In an email a 340B covered entity received from Sanofi yesterday, the company said, for the first known time, “that our integrity initiative includes only” the five types of covered entities—health centers and DSH, CAH, RRC, and SCH hospitals—”that have historically accounted for a significant share of contract pharmacy dispensing, and therefore duplicate discount risk, for Sanofi’s products.”
“Other covered entity types need not register or provide the data we request,” Sanofi said.
The company said any 340B provider that falls into one of the five non-exempt categories and “that does not have an in-house pharmacy location registered on the covered entity database as a shipping address or child site of the covered entity may designate a single contract pharmacy for this purpose. A qualifying covered entity may choose a single contract pharmacy for the covered entity and its child sites and Sanofi will provide 340B pricing in this circumstance, irrespective of whether the covered entity provides the data Sanofi requests.”
Sanofi is giving health centers and DSH, CAH, RRC, and SCH hospitals without an in-house pharmacy until Feb. 22 to designate their one-allowed contract pharmacy, for a March 1 effective date. “After February 22, please allow 10 business days for the designation to take effect,” Sanofi’s email to covered entities said. “A covered entity may change its contract pharmacy designation once every twelve (12) months, or more often if the designated contract pharmacy is terminated from the HRSA OPAIS database.”
From the way Sanofi’s email is written, it appears that no matter what an affected covered entity’s choice is about providing claims data to Sanofi, to designate its one-allowed contract pharmacy, a covered entity must be registered with Sanofi’s contract pharmacy claims data vendor, 340B ESP. “After registering and logging in to its account, the covered entity may designate its single contract pharmacy in the Entity Profile tab,” the email said. “This designation will be made for the parent 340B ID and will apply to any child sites. Please note that a contract pharmacy must have an assigned HIN for the wholesaler to process 340B transactions for Sanofi drug products. Covered entities that designate a contract pharmacy without a HIN will be notified of this requirement and provided additional information on how to assign a HIN for their contract pharmacy.”

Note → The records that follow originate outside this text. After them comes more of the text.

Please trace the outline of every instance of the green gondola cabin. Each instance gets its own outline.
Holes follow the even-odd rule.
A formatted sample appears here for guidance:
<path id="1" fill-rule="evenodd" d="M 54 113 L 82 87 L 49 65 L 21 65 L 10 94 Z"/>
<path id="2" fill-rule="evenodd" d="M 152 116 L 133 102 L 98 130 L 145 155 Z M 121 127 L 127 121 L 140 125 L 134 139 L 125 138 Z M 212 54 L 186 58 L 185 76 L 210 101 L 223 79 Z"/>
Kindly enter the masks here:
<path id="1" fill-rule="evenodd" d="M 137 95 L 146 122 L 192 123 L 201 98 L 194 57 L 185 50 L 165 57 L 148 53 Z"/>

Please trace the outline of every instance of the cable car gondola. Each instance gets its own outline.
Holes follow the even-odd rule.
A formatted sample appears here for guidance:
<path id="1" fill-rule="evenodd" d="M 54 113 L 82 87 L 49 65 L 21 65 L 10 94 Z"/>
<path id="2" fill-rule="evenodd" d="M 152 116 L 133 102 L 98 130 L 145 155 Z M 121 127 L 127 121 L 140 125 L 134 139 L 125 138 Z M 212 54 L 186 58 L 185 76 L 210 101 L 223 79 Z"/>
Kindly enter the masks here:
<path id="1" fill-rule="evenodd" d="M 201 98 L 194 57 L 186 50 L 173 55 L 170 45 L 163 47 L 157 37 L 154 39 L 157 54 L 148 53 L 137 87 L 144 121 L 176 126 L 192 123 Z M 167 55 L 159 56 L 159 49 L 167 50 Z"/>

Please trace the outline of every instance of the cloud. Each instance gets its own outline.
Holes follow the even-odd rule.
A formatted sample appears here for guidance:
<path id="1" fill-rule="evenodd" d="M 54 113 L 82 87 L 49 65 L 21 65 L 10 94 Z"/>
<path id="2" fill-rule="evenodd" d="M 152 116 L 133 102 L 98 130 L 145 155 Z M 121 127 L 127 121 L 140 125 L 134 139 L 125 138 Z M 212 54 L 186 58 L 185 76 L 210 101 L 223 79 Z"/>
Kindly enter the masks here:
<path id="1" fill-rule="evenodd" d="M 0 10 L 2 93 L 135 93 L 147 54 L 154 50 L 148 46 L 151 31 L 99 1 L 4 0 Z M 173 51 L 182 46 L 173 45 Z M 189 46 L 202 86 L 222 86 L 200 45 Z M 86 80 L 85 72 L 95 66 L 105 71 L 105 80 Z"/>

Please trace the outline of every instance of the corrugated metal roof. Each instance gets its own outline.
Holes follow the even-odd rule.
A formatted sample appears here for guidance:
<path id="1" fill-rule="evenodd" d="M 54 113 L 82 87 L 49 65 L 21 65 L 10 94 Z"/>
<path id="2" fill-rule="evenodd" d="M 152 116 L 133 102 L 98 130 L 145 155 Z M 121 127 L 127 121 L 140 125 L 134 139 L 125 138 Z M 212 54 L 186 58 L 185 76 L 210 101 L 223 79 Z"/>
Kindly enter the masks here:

Effective Oct. 1, Sanofi began requiring all 340B covered entities, as a condition of continued receipt of 340B pricing, to submit their contract pharmacy claims data to 340B ESP “to identify and resolve duplicate Medicaid and commercial rebates.” Many covered entities have refused to provide the data. Several groups have sued the U.S. Department of Health and Human Services (HHS) to force the government to sanction Sanofi and other drug manufacturers that have stopped offering or placed restrictions on 340B pricing. The National Association of Community Health Centers has filed a 340B administrative dispute resolution petition against Sanofi, Eli Lilly, and AstraZeneca over their alleged “unlawful overcharging activity.”
340B covered entities are required by law to prevent duplicate 340B discounts and Medicaid fee for service rebates, but not duplicate Medicaid managed care and commercial rebates. A new U.S. Senate Finance Committee report concluded that Sanofi and fellow insulin manufacturers Lilly and Novo Nordisk have raised insulin’s wholesale price exponentially “to give them room to offer larger rebates to PBMs and health insurers” to secure more favorable placement on drug formularies. Wholesale prices, however, “have not kept up with the growing size of rebates,” putting pressure on drug manufacturers’ margins and making them look for ways to make up for lost revenue elsewhere, the committee said. Not paying 340B drug discounts and rebates to PBMs on the same products appears to be one of the ways.